Un testigo protegido menciona un presunto pacto que Harfuch rechaza de manera categórica. La obligación periodística es separar la acusación, el desmentido y lo que el expediente sí ha documentado.
“¿Qué pasó aquí?” es una pregunta más útil que cualquier sentencia prematura sobre el nuevo capítulo del huachicol fiscal. Un testigo protegido, dentro de la investigación relacionada con los hermanos Farías Laguna, habría mencionado un supuesto acuerdo para limitar investigaciones y permitir mayor flujo de buques por aduanas de Tamaulipas. Versiones periodísticas han asociado ese señalamiento con un hijo de Andrés Manuel López Obrador, Adán Augusto López y Omar García Harfuch.
Harfuch respondió de manera categórica. Calificó la versión de “totalmente absurda y fuera de la realidad”, aseguró que nunca fue abordado para negociar un freno a las investigaciones y afirmó que no ha sostenido conversaciones con las personas mencionadas en el testimonio. Esa es su posición pública y debe registrarse con el mismo peso que la acusación.
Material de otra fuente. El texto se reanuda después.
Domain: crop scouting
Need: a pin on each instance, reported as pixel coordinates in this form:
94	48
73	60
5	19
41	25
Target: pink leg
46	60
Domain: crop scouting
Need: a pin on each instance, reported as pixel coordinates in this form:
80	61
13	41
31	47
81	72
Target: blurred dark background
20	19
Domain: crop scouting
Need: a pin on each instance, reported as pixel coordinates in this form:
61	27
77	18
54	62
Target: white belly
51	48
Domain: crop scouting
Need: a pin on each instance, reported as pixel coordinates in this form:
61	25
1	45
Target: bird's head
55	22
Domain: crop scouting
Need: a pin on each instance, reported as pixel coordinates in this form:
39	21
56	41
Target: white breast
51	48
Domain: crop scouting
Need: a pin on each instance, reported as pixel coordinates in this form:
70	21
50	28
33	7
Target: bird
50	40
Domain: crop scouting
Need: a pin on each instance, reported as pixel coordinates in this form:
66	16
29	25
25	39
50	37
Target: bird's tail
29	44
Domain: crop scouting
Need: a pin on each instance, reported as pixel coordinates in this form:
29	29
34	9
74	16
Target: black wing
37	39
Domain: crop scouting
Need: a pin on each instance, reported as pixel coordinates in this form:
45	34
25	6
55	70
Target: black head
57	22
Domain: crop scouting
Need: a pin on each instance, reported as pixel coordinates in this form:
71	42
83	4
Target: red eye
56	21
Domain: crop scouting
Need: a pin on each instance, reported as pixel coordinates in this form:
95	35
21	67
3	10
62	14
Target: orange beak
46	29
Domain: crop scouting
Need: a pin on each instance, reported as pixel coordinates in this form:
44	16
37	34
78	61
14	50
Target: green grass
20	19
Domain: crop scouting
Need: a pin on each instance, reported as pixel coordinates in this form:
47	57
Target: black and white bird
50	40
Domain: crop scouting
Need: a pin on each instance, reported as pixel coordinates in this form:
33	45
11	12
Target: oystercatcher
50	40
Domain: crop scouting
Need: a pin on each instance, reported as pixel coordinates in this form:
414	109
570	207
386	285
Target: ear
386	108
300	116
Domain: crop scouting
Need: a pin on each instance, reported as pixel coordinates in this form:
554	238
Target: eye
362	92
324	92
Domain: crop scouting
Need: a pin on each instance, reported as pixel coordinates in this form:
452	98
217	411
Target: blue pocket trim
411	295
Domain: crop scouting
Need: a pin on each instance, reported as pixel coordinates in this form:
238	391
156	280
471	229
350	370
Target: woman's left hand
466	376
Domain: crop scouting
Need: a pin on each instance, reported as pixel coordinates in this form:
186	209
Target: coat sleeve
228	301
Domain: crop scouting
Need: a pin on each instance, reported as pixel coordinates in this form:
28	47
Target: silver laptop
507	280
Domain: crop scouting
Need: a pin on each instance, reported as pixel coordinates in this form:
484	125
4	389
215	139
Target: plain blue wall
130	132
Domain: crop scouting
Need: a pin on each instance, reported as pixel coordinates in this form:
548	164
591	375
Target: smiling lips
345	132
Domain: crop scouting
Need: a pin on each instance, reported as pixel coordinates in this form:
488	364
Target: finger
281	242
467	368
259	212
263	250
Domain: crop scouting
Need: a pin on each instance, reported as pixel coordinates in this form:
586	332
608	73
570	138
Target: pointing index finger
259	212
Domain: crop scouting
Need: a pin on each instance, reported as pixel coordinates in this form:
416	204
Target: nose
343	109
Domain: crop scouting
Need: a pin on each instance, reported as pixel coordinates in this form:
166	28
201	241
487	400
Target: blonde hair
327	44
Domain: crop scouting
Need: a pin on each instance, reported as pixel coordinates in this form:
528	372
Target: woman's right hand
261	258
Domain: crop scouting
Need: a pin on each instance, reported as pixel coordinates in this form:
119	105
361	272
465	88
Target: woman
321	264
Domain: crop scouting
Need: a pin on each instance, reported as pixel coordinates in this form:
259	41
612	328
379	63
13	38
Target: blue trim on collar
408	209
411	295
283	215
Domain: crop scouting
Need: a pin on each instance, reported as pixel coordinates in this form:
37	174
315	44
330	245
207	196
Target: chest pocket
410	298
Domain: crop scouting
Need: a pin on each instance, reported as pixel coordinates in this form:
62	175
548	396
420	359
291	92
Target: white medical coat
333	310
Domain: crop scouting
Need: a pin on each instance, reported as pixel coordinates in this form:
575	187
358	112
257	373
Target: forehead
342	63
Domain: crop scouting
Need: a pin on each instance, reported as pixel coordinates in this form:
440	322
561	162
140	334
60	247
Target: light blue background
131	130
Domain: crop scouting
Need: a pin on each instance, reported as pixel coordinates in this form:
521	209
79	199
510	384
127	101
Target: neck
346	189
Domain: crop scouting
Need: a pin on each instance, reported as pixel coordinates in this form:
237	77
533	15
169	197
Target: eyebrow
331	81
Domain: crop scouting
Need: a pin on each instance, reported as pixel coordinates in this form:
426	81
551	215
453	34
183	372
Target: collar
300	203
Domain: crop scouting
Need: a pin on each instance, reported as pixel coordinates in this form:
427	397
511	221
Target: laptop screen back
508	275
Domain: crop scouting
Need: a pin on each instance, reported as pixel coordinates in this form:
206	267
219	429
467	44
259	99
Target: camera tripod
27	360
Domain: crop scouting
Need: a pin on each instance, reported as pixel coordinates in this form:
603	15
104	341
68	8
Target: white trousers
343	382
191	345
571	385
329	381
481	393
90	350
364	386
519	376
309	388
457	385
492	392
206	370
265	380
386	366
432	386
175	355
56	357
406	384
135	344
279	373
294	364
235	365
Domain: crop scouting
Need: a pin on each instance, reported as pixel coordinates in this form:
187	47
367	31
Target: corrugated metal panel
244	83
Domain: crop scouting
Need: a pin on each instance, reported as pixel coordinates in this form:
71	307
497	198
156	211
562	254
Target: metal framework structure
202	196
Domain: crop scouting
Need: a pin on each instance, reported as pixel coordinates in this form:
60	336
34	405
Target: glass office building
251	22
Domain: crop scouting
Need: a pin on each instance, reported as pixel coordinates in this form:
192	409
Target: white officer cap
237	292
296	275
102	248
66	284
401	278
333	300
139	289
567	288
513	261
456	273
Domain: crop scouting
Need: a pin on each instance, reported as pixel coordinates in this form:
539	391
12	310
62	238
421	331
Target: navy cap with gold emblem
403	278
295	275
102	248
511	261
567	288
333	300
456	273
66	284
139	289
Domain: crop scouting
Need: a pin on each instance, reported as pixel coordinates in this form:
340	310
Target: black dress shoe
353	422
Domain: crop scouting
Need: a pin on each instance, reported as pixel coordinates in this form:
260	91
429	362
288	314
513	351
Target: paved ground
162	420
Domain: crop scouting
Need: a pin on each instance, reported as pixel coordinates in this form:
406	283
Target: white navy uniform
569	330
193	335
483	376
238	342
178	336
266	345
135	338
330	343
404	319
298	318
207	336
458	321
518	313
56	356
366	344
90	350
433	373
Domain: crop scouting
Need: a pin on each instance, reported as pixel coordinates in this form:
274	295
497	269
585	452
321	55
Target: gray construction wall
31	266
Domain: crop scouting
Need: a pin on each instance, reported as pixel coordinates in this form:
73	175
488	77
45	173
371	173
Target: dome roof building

Pero el contexto tampoco puede desaparecer detrás del desmentido. La investigación por huachicol fiscal no nació de un rumor. El decomiso de 10 millones de litros de diésel vinculado al buque Challenge Procyon en Tampico abrió una trama que ha derivado en detenciones de marinos, funcionarios y empresarios. Investigaciones periodísticas y documentos legislativos han referido decenas de embarcaciones que habrían utilizado documentación para declarar productos distintos al combustible y evitar cargas fiscales.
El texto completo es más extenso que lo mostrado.